VW will cut the night shift, which provides workers extra pay, from the start of the second quarter on three assembly lines in Wolfsburg, the automaker said Friday, confirming a post on its intranet seen by Bloomberg News.
The move has drawn ire from labor leader head Daniela Cavallo, who said a compromise on compensation must be found.
“Our colleagues aren’t responsible for the fact that order books are overflowing while we can’t make the vehicles because of the lack of semiconductors,” Cavallo said in the post. “We’ll fight for partial compensation.”
Only a fourth assembly line that handles the Tiguan and its hybrid models, the Touran and Seat Tarraco will continue to run early, late and night shifts, VW said.
Factory workers at VW have been on edge amid growing tensions between the automaker’s powerful union leaders and CEO Herbert Diess, who hinted at possible job cuts in November to stay competitive in the face of Tesla and the shift to EV production.

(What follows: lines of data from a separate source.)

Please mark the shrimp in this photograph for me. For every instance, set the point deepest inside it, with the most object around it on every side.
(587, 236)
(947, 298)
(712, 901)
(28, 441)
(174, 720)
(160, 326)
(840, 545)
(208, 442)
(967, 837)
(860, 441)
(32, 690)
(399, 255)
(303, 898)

The global shortage of chips forced VW to slash output at the sprawling Wolfsburg factory last year. The plant makes the VW Golf, which has consistently been Europe’s top-selling car, including last year with a volume of 205,720, despite a 27 percent decline.
Production stops at Wolfsburg because of the chip crisis limited Golf production, resulting in the tighest race in years for both the No. 1 and No. 2 places on Europe’s top 10 sales chart (see table, below).
The decision to cut the night shift was made in response to repeated short-notice cancellations and the need to furlough workers, the company said.
“It is unavoidable that we adjust our shift model to maintain competitiveness and secure jobs in the long term,” said Gunnar Kilian, the board member in charge of personnel. “Unfortunately, this step will also involve workforce cuts and the loss of hardship allowances for the night shift.”